L’Iran n’est pas le seul à rechercher l’arme nucléaire mais il est l’un des
parrains du terrorisme et la source idéologique de l’islam extrémiste au
Moyen-Orient. La détention de l’arme absolue peut changer l’équilibre mondial.
Chaque mois, grâce à son réseau
étendu et efficace à l’intérieur du pays, la résistance iranienne informe
l’Occident sur l’évolution du programme nucléaire clandestin de l’Iran qui a
une dimension bien plus importante que ce que l’on pensait au départ. De nombreuses structures gouvernementales ont été impliquées dans le projet
nucléaire. On feint de découvrir aujourd’hui que l’attitude de Téhéran a été
celle du déni, de la tromperie, de la dissimulation, du rejet des faits, de la
politisation et de la reconnaissance contrainte et partielle lorsque que toutes
les autres alternatives ont été épuisées. Cela a été de tout temps sa position.

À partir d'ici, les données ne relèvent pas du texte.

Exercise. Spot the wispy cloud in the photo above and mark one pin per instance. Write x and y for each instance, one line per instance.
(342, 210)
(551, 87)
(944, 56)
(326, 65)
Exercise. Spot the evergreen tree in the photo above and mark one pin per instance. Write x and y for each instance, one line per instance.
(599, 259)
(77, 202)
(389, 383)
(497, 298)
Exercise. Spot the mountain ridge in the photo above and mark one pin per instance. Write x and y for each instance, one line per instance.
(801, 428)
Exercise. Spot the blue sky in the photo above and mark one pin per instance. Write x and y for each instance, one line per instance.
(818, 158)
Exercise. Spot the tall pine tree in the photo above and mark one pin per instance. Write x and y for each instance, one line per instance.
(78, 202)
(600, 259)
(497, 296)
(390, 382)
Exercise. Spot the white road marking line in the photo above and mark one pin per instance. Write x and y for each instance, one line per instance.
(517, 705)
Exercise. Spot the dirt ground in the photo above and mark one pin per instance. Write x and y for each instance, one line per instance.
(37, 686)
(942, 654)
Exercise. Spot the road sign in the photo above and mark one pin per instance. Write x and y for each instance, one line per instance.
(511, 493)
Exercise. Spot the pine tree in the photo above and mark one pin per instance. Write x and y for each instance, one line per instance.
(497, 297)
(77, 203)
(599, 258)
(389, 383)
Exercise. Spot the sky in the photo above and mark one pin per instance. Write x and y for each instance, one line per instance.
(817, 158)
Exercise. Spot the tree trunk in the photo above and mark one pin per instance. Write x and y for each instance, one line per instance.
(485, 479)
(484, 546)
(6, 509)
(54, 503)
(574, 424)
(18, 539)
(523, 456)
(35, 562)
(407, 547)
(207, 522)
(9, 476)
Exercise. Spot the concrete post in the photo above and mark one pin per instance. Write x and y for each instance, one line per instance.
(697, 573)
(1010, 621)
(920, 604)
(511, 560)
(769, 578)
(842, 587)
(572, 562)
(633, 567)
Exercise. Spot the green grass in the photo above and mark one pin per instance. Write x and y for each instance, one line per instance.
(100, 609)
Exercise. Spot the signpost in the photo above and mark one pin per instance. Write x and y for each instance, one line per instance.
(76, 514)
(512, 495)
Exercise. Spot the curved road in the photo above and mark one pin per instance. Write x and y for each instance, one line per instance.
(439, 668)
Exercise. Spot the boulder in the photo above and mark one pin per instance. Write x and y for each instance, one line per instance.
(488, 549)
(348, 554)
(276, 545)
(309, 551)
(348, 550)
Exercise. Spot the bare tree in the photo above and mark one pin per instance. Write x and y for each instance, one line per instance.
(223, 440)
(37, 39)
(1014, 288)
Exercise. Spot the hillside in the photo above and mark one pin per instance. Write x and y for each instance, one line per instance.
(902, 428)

La question est sur la table depuis
plus de dix ans mais il n’y a jamais eu de politique ferme et cohérente en
réponse de la part de l’Occident ce qui a permis à l’Iran de développer en
silence son programme nucléaire et ses capacités nouvelles pour obtenir l’arme atomique
au mépris des résolutions du Conseil de sécurité. Téhéran ne peut pas arrêter
son programme, malgré ses promesses, car il considère que son programme nucléaire
est stratégique et vital pour la survie du régime. Alors il s’est engagé dans une
énorme tromperie stratégique tandis que rien n’était fait pour forcer l’Iran à exposer
en détail les aspects militaires de son programme. Rien n’a empêché les
ayatollahs de se rapprocher de la bombe malgré les sanctions.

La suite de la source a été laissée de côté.